The Hutchinson Encyclopedia of the Renaissance

By David Rundle | Go to book overview

V

Vaet, Jacobus (1529-1567)

Flemish composer. He was choirmaster to Maximilian, King of Bohemia, in the 1560s and succeeded Jachet Buus as chief music director in Vienna in 1564, when his patron became the Emperor Maximilian II.


Works include:

Masses, motets, Magnificats, Te Deum for eight voices and other church music; chansons.


Valdés, Alfonso de (1490-1532)

Castilian scholar, Latin secretary to Charles V from 1529. The older brother of Juan de Valdés, Alfonso was, like his regular correspondent Erasmus, critical of church corruption but also an opponent of Lutheranism.

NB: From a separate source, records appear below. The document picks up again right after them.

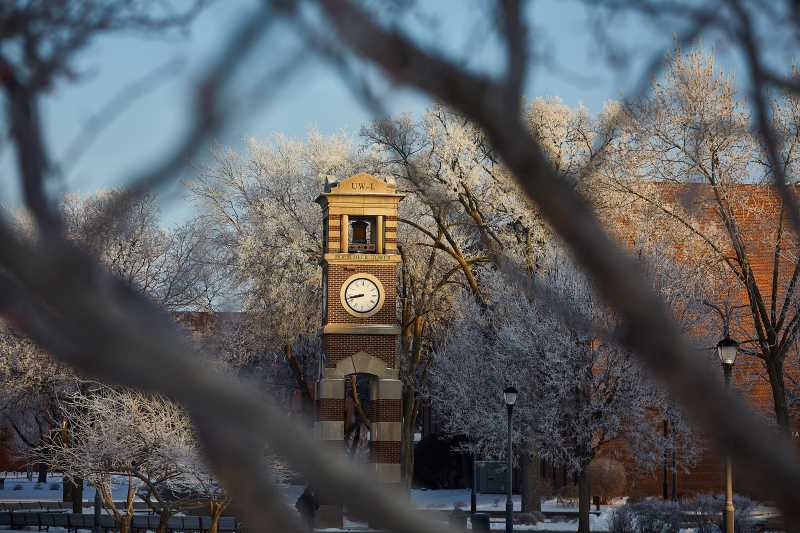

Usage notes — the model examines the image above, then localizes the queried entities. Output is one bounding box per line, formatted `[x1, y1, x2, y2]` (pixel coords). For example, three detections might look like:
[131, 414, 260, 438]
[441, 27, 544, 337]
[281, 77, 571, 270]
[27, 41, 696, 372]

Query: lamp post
[503, 387, 517, 533]
[717, 327, 739, 533]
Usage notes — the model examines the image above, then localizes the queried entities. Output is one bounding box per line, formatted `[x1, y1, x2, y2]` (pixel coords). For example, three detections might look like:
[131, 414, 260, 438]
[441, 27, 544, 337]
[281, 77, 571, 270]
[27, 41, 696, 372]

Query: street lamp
[503, 387, 517, 533]
[717, 334, 739, 533]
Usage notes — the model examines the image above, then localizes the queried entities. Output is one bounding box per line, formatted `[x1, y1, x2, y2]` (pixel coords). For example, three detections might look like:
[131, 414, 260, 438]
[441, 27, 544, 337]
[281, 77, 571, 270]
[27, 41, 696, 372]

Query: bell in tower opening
[348, 217, 376, 253]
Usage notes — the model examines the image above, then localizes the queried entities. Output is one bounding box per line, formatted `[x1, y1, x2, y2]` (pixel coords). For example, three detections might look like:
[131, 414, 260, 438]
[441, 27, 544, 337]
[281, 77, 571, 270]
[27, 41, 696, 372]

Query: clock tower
[315, 174, 404, 490]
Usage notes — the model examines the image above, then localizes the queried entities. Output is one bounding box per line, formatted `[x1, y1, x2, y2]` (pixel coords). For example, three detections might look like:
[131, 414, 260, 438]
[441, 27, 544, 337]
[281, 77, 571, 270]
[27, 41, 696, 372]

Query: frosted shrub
[609, 500, 681, 533]
[682, 494, 758, 533]
[589, 457, 626, 504]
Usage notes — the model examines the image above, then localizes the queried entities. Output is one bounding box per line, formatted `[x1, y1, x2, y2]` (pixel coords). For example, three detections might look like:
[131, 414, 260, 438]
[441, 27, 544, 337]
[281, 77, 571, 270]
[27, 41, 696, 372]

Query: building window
[347, 217, 376, 254]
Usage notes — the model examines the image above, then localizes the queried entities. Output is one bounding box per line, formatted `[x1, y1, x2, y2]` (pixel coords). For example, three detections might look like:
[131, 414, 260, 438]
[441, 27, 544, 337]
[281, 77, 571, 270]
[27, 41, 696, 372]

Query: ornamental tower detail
[315, 174, 403, 484]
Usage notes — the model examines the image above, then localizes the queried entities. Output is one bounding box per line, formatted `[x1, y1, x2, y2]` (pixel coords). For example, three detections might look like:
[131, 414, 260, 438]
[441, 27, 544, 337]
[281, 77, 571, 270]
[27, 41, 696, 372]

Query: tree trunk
[520, 450, 542, 513]
[767, 355, 789, 432]
[37, 463, 47, 483]
[156, 507, 172, 533]
[208, 501, 225, 533]
[69, 478, 83, 513]
[119, 513, 133, 533]
[578, 465, 592, 533]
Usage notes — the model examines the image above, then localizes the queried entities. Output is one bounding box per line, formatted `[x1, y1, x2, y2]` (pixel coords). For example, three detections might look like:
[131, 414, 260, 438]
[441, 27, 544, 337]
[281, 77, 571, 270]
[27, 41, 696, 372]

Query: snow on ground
[0, 474, 613, 533]
[0, 472, 127, 502]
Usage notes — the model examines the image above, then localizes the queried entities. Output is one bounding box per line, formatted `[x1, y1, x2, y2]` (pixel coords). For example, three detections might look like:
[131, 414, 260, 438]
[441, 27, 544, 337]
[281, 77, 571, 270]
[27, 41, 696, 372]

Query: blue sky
[0, 0, 736, 222]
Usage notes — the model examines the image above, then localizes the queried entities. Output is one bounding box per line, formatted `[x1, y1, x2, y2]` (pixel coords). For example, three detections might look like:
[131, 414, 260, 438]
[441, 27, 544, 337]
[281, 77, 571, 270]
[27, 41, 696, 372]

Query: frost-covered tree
[0, 190, 220, 498]
[603, 50, 800, 429]
[431, 243, 708, 531]
[37, 385, 286, 533]
[0, 324, 81, 474]
[62, 189, 221, 311]
[190, 132, 370, 412]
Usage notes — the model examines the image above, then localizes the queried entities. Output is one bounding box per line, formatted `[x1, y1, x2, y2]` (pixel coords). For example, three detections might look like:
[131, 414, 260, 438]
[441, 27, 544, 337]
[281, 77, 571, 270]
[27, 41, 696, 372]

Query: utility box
[475, 461, 508, 494]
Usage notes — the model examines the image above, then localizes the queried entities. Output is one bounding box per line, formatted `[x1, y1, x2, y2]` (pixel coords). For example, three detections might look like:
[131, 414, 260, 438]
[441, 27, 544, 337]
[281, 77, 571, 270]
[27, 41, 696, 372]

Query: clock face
[344, 278, 381, 313]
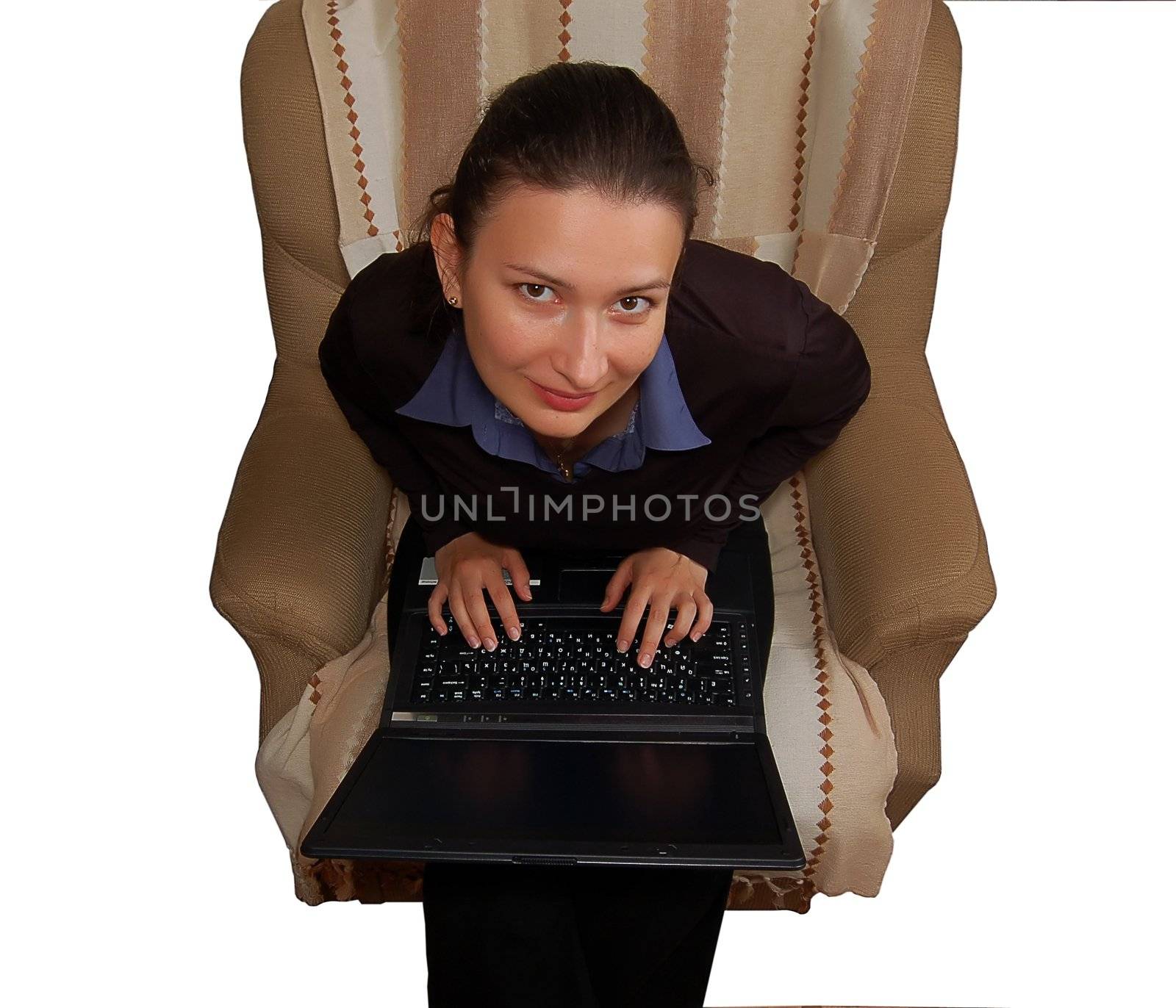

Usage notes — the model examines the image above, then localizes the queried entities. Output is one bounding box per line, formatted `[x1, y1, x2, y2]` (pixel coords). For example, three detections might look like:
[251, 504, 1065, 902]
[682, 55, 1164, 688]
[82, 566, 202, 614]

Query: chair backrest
[302, 0, 931, 312]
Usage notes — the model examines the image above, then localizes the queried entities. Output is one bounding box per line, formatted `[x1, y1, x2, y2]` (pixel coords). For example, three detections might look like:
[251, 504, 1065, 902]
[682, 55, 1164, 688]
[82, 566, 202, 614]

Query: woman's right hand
[429, 532, 531, 651]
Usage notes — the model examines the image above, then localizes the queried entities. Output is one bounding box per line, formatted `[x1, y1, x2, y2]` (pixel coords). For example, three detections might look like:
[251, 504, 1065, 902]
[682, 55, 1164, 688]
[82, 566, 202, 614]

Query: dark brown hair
[408, 60, 714, 326]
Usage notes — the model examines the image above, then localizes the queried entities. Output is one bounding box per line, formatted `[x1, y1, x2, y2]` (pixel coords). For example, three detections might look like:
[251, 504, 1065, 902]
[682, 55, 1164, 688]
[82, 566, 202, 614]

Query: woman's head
[404, 62, 713, 438]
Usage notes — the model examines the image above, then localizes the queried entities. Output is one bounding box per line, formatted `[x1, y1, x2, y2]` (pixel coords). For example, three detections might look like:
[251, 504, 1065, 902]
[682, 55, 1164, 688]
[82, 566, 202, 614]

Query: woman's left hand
[601, 547, 715, 669]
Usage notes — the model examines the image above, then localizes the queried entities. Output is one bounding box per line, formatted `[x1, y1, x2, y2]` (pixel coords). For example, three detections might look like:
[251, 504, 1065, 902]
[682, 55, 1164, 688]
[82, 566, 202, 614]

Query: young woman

His works included commentaries on St Paul's Epistles to the Romans and the Corinthians and a Castilian translation of St Matthew's Gospel; however, only two of his writings -- Diálogo de las cosas ocurridas en Roma and Diálogo de Mercurio y Carón -- were printed in his lifetime (both in 1530). The first Dialogue was a harsh attack on corruption in the Catholic Church, couched as a defence of the 1527 Sack of Rome (it was translated into English in 1590 as The Sacke of Roome). The Dialogue of Mercury and Charon, meanwhile, condemned evil men by providing examples of good ones. Both dialogues were denounced as heretical but by 1547 had run to four editions.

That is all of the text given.